19 - A Witch Hunt and a Bass Guitar
In 1913, when humans were made aware of the supernatural, panic ensued. Crimes were committed, innocent people lost their lives, and economies were irrevocably changed. The world was irrevocably changed. The chaos spiraled without end, and no one thought the others and the humans would be able to coexist.
That was, until, mankind saw how the monsters quivered in their proverbial boots when the demons came out to play.
Demons resided in the Aetherium, a realm parallel to our own where the Fae actually used to live, before they were tossed out by the castes roughly one thousand years ago. Somewhere along the line, the demons taught the magi how to create binding contracts that allowed them to come and go between the realms with ease. Their penchant for violence and gathering the body parts of "lesser" species—Fae, vampire, Were, magi, witch, and human—for their spells and rituals made them the stuff of nightmares.
Our information and legends on them stated there were seven major castes, including the caste of Abaddon, and the contention between these castes was great. Whenever civil war broke out in the Aetherium, the demons snatched powerful casters and warriors from our realm like collectible prizefighters. Entire towns in the mid-west disappeared overnight, nothing left but splotches of blood and shattered homes. Years later, those areas still weren't safe to travel through.
Even for all the havoc they created, demons weren't common. A physical contract had to be written down to summon one, and the details had to be hammered out between both parties. The contract was meant to be destroyed once the demon did as the summoner bid, thus pushing the creature back home where it belonged.
Maligaphrius' casual presence in Roccia Nera meant someone had an open contract with the demon, letting him roam about, making little "agreements" with people like me. Holy shit, talk about playing with fire.
I had to find something—anything—for the demon to do that would satisfy the imbalance between us. I could not have that nightmare trailing my shadow, not while I was trying so desperately to live unnoticed in this godforsaken city. The authorities shot demon summoners and conspirators on sight. No questions asked.

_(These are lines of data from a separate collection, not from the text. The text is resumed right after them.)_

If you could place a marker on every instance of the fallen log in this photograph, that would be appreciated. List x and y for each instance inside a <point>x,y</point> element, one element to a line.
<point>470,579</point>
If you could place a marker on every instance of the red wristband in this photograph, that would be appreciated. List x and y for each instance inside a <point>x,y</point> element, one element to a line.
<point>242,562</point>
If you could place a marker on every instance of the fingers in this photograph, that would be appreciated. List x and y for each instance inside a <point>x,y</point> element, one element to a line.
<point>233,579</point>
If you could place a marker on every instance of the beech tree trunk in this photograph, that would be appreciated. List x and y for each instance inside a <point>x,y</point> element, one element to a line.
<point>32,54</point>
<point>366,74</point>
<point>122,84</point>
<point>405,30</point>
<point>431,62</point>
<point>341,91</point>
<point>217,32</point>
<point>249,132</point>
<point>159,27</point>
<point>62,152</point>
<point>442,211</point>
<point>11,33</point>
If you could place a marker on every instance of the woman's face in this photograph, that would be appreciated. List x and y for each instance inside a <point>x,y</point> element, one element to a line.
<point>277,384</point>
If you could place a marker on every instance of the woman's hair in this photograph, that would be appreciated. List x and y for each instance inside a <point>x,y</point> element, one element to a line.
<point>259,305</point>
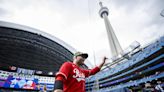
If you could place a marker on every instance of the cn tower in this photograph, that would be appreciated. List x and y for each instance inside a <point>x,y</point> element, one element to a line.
<point>114,44</point>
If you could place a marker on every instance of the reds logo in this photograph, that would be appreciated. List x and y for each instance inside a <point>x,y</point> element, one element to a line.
<point>78,75</point>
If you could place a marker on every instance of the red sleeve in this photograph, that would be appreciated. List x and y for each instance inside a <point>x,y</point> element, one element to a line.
<point>64,70</point>
<point>91,72</point>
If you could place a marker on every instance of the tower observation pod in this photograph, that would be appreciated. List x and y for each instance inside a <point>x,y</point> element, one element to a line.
<point>114,44</point>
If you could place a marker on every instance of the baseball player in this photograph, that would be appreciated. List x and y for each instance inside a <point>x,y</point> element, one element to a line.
<point>71,78</point>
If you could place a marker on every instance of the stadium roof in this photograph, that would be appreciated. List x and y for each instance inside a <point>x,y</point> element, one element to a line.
<point>29,48</point>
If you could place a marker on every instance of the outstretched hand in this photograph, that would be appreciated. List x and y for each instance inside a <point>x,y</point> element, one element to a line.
<point>103,62</point>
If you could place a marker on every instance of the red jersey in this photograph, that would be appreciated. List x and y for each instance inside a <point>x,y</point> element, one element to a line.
<point>74,77</point>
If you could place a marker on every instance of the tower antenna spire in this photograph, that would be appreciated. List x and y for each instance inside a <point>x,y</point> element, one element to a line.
<point>114,44</point>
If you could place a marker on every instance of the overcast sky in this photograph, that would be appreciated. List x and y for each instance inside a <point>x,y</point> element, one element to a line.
<point>78,23</point>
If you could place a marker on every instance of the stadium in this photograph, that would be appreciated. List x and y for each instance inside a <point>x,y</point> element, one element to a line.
<point>29,61</point>
<point>29,58</point>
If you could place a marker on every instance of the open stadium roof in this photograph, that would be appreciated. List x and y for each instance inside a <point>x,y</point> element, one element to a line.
<point>29,48</point>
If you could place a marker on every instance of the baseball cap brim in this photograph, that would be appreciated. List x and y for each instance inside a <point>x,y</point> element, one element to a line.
<point>84,55</point>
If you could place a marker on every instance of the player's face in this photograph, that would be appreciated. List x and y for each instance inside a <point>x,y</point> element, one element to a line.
<point>80,59</point>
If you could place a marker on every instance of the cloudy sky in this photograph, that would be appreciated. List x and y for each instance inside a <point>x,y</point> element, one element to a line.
<point>78,23</point>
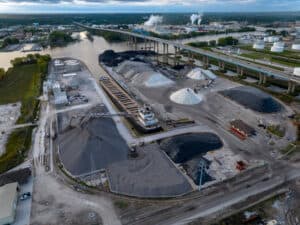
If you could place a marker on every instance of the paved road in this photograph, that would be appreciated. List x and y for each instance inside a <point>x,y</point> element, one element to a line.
<point>18,126</point>
<point>24,207</point>
<point>231,60</point>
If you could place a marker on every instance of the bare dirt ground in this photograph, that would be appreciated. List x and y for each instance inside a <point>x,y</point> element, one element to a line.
<point>55,203</point>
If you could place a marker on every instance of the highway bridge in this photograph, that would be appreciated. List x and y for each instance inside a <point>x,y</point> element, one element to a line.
<point>222,59</point>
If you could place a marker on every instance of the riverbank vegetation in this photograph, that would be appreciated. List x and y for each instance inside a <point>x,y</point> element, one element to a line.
<point>9,41</point>
<point>22,83</point>
<point>109,36</point>
<point>197,34</point>
<point>60,38</point>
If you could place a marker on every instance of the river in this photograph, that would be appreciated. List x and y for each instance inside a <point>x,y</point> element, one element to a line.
<point>85,50</point>
<point>88,51</point>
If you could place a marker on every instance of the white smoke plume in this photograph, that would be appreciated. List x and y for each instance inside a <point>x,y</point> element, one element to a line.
<point>153,20</point>
<point>196,17</point>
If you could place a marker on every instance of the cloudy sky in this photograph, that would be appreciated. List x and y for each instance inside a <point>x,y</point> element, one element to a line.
<point>102,6</point>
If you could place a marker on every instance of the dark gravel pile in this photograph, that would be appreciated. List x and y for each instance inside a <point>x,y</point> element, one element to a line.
<point>254,99</point>
<point>185,147</point>
<point>94,146</point>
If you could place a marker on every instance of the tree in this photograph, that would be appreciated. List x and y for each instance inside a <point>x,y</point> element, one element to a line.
<point>227,41</point>
<point>2,73</point>
<point>212,43</point>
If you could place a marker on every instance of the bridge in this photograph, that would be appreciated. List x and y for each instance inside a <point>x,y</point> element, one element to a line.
<point>222,59</point>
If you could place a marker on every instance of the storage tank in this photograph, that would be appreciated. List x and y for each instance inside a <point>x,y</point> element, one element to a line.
<point>259,45</point>
<point>297,71</point>
<point>72,65</point>
<point>296,47</point>
<point>277,47</point>
<point>271,39</point>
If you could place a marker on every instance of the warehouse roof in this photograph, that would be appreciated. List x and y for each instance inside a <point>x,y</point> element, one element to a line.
<point>8,194</point>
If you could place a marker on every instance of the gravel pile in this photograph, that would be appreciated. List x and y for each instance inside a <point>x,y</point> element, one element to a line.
<point>196,74</point>
<point>186,96</point>
<point>254,99</point>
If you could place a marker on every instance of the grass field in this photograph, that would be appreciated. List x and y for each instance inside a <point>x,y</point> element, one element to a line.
<point>19,83</point>
<point>22,83</point>
<point>17,147</point>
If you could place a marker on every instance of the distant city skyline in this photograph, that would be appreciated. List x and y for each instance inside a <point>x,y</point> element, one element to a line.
<point>145,6</point>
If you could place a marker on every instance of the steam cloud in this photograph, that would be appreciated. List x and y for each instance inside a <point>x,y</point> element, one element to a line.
<point>196,17</point>
<point>154,20</point>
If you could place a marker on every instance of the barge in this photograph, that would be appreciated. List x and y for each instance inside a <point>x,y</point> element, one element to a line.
<point>142,117</point>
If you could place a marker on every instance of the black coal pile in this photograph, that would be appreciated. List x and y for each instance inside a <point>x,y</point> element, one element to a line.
<point>193,169</point>
<point>185,147</point>
<point>254,99</point>
<point>112,59</point>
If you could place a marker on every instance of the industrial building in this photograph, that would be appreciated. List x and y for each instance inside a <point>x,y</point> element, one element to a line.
<point>60,97</point>
<point>259,45</point>
<point>241,129</point>
<point>8,203</point>
<point>277,47</point>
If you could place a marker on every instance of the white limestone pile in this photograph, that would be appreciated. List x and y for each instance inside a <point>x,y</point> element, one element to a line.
<point>157,80</point>
<point>196,74</point>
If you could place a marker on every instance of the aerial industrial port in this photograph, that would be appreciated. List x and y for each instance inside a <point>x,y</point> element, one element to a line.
<point>157,132</point>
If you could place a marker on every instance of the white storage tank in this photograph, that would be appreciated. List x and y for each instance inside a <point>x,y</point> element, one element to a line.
<point>259,45</point>
<point>72,65</point>
<point>277,47</point>
<point>271,39</point>
<point>296,47</point>
<point>297,71</point>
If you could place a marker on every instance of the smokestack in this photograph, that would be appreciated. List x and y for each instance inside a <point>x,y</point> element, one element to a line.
<point>196,17</point>
<point>153,21</point>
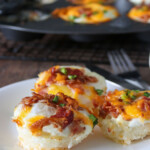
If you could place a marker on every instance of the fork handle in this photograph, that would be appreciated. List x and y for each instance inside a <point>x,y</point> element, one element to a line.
<point>143,83</point>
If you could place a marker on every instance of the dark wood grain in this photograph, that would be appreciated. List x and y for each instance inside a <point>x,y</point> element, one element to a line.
<point>13,71</point>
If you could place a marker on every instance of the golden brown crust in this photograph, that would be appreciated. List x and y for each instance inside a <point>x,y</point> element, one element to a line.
<point>37,148</point>
<point>128,103</point>
<point>92,13</point>
<point>81,2</point>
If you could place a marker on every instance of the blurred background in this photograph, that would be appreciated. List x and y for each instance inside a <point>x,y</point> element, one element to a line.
<point>32,40</point>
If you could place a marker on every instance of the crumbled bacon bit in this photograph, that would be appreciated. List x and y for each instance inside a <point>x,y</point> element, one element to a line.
<point>17,121</point>
<point>87,11</point>
<point>38,125</point>
<point>145,106</point>
<point>145,17</point>
<point>107,108</point>
<point>109,130</point>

Of course, if I completed our agreement, the demon might just decide he liked my liver and take it back to his real master—and maybe a leg. A few fingers.
It also crossed my mind that I could ask for him to find Theda, or to tell me where she was, but that solution seemed analogous to trying to put out a fire with gasoline—namely, it'd explode in my face.
Covered in soot and chunks of melted Formica, I sat in the car and dialed the phone, doing my damnedest to pretend my entire trip to the diner hadn't happened because I hadn't gotten my lunch and I simply didn't have the mental capacity to handle the situation. My legs felt so weak I had difficulty driving, my middle quaking with undisguised nausea. I'd never heard of someone meeting a demon and living. I didn't have a point of reference for the magnitude of my encounter with the man of Abaddon.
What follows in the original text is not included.